Furthermore, microbiological data were available for all the subgingival plaque samples collected from all cases and controls. (Table 7)

Table 7

Pathogens presence in periodontitis (divided for disease severity) and healthy controls.

	Severe periodontitis	Moderate periodontitis	Mild periodontitis	Controls	Total
Bacteria (+)	20 (100%)	39 (100%)	40 (100%)	50 (52%)	149
Bacteria (-)	0 (0%)	0 (0%)0	0 (0%)	46 (48%)	46
Total	20 (100%)	39 (100%)	40 (100%)	96 (100%)	195

As expected a statistically significant association between the presence of bacteria and periodontitis was detected (p<0.05, d.f.=1).

The most frequent pathogens found in the subgingival plaque of patients positives for the presence of bacteria were Fusobacterium nucleatum (27%), Campylobacter rectus (20%), Eikenella corrodens (20%), Tannerella forsythia (2%), Treponema denticola (6%), Parvimonas micra (7%),, Porphyromonas gingivalis (10%), and Prevotella intermedia (8%). (Figure 1)

Figure 1

Pathogens found in the subgingival plague.
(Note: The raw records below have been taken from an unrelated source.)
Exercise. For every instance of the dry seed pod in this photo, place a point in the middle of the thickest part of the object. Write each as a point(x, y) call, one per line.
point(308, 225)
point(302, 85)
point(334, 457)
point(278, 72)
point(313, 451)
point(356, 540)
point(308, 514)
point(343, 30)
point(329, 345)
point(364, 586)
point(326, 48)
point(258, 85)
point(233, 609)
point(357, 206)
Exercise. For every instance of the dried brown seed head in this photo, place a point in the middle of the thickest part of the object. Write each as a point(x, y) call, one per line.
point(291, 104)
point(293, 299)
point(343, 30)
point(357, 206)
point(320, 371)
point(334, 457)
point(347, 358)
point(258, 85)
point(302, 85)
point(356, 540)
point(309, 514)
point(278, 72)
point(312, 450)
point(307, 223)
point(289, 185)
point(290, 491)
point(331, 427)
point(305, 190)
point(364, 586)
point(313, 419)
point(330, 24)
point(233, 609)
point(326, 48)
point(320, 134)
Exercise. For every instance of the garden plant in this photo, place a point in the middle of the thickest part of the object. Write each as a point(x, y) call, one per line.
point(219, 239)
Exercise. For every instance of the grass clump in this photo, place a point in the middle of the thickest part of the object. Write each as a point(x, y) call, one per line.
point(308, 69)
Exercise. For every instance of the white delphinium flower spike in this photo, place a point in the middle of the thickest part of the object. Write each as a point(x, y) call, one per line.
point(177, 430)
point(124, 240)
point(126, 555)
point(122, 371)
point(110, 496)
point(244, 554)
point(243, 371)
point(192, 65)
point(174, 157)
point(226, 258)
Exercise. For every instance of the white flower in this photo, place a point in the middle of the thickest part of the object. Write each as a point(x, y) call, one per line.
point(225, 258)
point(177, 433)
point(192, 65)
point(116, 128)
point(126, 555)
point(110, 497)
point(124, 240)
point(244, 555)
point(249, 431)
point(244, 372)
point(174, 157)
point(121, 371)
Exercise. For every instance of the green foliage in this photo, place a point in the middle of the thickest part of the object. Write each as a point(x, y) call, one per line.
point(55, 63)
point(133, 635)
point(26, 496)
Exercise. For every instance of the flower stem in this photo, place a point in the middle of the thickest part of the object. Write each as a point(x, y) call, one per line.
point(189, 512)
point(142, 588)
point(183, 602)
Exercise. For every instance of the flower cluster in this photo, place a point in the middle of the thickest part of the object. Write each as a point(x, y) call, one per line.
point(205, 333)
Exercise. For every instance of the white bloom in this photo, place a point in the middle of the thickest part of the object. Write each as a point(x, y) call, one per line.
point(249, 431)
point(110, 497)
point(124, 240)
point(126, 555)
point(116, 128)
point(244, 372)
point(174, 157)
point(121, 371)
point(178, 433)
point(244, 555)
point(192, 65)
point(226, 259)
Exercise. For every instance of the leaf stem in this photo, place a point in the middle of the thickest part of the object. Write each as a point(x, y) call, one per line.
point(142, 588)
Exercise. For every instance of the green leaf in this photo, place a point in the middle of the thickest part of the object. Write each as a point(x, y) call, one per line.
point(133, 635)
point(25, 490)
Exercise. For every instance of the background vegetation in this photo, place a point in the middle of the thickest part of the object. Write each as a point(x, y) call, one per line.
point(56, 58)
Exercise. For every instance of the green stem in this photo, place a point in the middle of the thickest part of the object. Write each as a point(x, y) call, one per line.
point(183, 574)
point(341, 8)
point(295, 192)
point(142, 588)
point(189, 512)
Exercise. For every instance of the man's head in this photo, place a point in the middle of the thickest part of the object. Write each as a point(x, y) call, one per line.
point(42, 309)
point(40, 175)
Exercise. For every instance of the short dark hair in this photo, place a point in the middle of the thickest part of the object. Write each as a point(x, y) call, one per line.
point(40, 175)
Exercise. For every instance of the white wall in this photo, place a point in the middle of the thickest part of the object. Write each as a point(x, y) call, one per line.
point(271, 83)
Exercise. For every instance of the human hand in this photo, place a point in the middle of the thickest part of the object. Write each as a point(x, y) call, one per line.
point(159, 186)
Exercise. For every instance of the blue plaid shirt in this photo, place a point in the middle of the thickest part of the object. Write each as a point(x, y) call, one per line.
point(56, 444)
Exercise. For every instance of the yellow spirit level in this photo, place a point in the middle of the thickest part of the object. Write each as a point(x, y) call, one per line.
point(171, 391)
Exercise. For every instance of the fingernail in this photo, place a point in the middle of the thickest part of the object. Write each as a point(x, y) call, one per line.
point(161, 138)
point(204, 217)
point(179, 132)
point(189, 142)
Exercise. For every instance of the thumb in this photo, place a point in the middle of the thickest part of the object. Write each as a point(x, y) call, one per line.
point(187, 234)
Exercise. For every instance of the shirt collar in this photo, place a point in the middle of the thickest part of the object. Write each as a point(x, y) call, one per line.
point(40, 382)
When the allele distribution was compared between cases and healthy controls, statistically insignificant values were obtained. (Table 8)

Table 8

Summary of allele and genotype distribution in cases and healthy controls.
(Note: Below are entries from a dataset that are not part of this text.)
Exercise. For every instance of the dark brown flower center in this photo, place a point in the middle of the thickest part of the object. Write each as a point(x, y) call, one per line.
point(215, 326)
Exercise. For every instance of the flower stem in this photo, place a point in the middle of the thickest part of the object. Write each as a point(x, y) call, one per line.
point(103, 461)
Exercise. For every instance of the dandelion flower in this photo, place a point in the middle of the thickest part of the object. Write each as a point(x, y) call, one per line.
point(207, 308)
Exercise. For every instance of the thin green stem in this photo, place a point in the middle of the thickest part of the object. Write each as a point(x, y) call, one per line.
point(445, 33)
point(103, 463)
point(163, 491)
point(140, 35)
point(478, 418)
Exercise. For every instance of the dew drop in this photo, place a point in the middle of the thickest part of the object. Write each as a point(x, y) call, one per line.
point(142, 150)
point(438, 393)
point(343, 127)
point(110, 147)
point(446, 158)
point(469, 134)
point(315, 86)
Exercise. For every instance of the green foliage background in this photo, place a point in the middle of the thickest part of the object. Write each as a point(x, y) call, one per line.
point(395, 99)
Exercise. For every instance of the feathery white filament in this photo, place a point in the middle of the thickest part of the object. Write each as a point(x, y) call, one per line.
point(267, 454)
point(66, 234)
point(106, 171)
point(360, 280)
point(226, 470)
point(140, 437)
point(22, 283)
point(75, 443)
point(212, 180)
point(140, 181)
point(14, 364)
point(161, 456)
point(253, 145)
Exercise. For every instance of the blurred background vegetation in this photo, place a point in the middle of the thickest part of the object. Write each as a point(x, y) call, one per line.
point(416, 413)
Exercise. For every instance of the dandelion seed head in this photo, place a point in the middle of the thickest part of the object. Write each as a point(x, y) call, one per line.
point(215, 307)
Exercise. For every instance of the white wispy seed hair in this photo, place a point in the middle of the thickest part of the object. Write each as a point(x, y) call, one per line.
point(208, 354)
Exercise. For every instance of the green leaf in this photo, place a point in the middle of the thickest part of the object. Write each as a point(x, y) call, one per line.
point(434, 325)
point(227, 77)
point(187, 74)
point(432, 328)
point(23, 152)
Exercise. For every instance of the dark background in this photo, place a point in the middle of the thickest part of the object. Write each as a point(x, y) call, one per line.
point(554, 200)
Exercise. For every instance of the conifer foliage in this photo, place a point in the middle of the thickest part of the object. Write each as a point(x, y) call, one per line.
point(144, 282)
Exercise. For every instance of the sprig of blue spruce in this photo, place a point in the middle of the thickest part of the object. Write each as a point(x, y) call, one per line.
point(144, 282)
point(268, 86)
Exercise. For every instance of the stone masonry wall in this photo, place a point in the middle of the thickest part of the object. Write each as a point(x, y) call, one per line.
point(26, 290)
Locus	Genotype				Allele		P-value
IL-1α(+)	GG	GT	TT		G	T
Cases	18	28	2		60	36	0.19
Controls	4	11	1		24	8
IL-1β(+)	CC	CT	TT		C	T
Cases	7	9	1		28	6	0.93
Controls	2	4	0		10	2

The heterozygous genotypes (GT) and (CT) are more frequent respectively in, IL-1α+4845 and IL-1β+3954, for both cases and controls.
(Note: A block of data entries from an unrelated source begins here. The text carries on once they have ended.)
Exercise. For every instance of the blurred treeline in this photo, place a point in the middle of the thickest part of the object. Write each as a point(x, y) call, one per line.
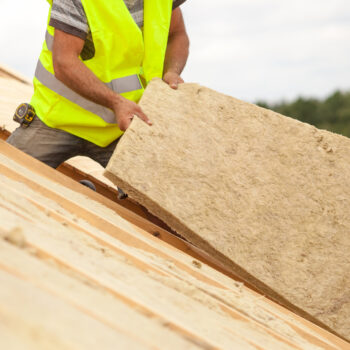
point(332, 113)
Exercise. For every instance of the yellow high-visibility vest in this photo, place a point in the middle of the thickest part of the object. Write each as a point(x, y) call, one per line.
point(125, 59)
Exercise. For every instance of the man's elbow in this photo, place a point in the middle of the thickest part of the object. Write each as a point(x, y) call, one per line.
point(62, 66)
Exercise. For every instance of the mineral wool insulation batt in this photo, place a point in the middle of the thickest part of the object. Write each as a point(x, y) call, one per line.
point(266, 195)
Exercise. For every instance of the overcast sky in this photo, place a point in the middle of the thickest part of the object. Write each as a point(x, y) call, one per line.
point(250, 49)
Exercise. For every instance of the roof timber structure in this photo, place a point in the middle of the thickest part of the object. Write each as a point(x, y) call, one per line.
point(81, 270)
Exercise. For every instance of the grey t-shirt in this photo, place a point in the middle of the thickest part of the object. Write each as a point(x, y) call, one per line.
point(69, 16)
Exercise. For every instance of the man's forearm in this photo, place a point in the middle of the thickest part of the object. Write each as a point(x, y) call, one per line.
point(177, 53)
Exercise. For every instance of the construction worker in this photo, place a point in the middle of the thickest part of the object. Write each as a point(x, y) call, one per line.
point(97, 58)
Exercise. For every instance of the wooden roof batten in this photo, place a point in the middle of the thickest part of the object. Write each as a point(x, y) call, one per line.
point(131, 240)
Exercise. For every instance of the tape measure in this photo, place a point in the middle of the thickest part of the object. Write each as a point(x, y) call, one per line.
point(24, 114)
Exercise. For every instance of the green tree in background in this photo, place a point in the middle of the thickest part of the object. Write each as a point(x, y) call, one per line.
point(332, 113)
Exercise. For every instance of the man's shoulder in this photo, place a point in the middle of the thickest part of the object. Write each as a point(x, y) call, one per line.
point(177, 3)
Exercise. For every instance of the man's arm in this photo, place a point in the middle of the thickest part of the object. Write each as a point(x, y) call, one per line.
point(177, 50)
point(73, 73)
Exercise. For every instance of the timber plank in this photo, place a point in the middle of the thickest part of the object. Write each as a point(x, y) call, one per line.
point(90, 300)
point(53, 323)
point(19, 169)
point(42, 241)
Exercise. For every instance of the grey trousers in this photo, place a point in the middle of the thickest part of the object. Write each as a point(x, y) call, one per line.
point(54, 146)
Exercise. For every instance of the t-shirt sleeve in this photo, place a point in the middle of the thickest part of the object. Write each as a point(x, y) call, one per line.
point(177, 3)
point(69, 16)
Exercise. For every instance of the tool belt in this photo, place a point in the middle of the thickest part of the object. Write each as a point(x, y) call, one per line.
point(24, 114)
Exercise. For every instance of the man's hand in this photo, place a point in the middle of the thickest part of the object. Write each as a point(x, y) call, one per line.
point(177, 50)
point(173, 79)
point(125, 111)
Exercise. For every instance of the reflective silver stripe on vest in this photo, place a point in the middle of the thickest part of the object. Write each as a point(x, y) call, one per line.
point(49, 41)
point(120, 85)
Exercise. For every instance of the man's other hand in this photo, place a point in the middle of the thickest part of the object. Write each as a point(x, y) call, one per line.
point(125, 110)
point(173, 79)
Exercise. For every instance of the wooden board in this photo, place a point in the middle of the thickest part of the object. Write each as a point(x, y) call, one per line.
point(266, 195)
point(64, 249)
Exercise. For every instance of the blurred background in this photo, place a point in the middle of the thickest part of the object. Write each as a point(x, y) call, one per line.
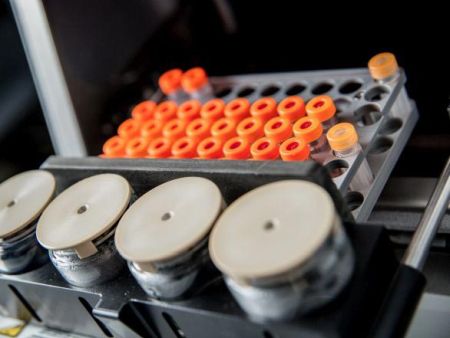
point(112, 53)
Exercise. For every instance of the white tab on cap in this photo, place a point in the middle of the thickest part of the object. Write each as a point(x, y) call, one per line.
point(22, 199)
point(272, 229)
point(83, 212)
point(168, 220)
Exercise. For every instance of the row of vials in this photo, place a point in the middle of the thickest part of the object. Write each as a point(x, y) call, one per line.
point(264, 130)
point(278, 255)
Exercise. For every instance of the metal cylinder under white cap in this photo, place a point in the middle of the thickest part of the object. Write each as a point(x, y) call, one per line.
point(22, 199)
point(282, 249)
point(77, 228)
point(164, 235)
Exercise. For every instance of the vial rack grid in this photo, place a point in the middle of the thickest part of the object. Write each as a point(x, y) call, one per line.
point(382, 113)
point(120, 308)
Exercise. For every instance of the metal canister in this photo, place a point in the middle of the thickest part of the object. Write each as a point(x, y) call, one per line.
point(164, 235)
point(22, 199)
point(78, 227)
point(282, 249)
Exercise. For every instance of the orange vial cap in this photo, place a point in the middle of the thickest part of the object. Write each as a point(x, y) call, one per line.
point(251, 129)
point(210, 148)
point(292, 108)
point(342, 136)
point(213, 110)
point(198, 129)
point(185, 147)
point(237, 109)
point(223, 129)
point(194, 79)
point(143, 111)
point(308, 128)
point(174, 129)
point(321, 107)
point(236, 148)
point(278, 129)
point(383, 66)
point(294, 149)
point(166, 111)
point(170, 81)
point(136, 147)
point(129, 128)
point(264, 109)
point(159, 148)
point(265, 149)
point(152, 129)
point(114, 147)
point(189, 110)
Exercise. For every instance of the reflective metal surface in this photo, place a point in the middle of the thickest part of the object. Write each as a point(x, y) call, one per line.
point(420, 245)
point(310, 286)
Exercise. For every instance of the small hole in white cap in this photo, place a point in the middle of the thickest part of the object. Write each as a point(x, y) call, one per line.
point(269, 225)
point(82, 209)
point(167, 216)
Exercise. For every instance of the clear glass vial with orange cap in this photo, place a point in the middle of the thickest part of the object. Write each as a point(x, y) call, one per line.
point(385, 72)
point(283, 250)
point(343, 140)
point(195, 82)
point(170, 85)
point(22, 199)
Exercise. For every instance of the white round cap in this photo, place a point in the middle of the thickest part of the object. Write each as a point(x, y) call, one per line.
point(83, 212)
point(168, 220)
point(272, 229)
point(22, 199)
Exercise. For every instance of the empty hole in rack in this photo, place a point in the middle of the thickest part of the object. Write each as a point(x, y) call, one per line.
point(342, 105)
point(82, 209)
point(295, 89)
point(173, 325)
point(222, 92)
point(24, 302)
point(350, 87)
point(337, 167)
point(354, 200)
point(377, 93)
point(100, 324)
point(367, 115)
point(322, 88)
point(380, 145)
point(390, 126)
point(270, 90)
point(246, 91)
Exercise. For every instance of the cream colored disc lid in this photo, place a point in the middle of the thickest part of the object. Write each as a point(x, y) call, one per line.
point(272, 229)
point(22, 199)
point(168, 220)
point(83, 212)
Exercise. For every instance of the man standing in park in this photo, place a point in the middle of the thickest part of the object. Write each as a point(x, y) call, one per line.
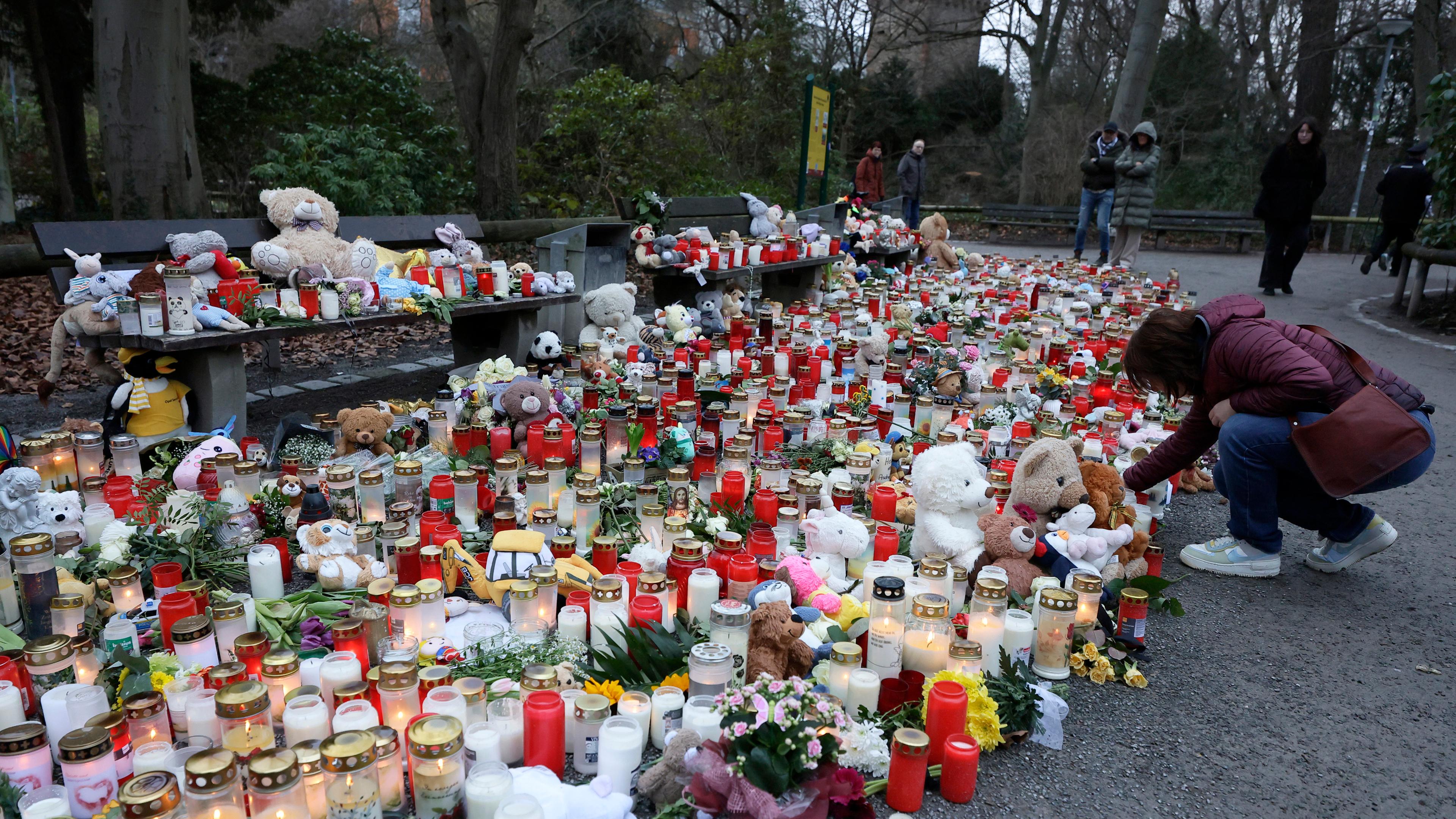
point(1406, 188)
point(912, 183)
point(1098, 186)
point(870, 177)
In the current investigation findings were concordant with literature observations. 21-22.

However, contradictory results were obtained in a recently published data 28 where they have found that for IL-1β+3954 CC genotype was the more frequently genotype identified in cases than in controls.

Discussion

In the present work, we have directed our effort primarily on the study of a homogeneous population from both ethnic and clinical points of examination.

This approach, given the small extent of our region, reduces the possibilities for establishing large sample sizes, but the homogeneous population has fewer problems with population stratification.

A second limitation of the present study is represented by the limited size of case samples.

Current evidence from complex diseases (with large heritable components) indicates that the predicted odds ratios for many genes may be 1.5 or less and, to identify such associations, as a general rule at least 100 cases and controls should be genetically characterized. 29, 30

The subjects may not be representative of the true disease distribution because of recruitment from a clinical practice.

This phenomenon is known as the "clinicians' illusion," where the identified cases among the subjects are likely to be more numerous and severe than cases identified from a general representative population sample. 31

The sample is very small as to provide for any generalized conclusions based on the results that apply to the whole population.

Due to the phenomenon of genetic heterogeneity, the periodontal phenotype may be due to several different genotypes. 21-22, 32-33

The clinical categorization of PD has been different in different studies due to changes in classification and nomenclature.

Since many risk factors contribute to PD, the ideal method of studying genetic relationship would be to start before the disease sets in and following it up through the natural history, i.e., to establish the genotypes required first and then follow it up as the subject is exposed to various predisposing and risk factors.

Also, as recommended, further researches are needed to validate the biologic basis for genetic susceptibility testing, to evaluate the ability of IL-1 genotypes to predict disease initiation and to evaluate the effectiveness of IL-1 genotyping in making diagnostic or treatment intervention strategies, especially in dental “new age” 34 tissue engineering approach 35-40.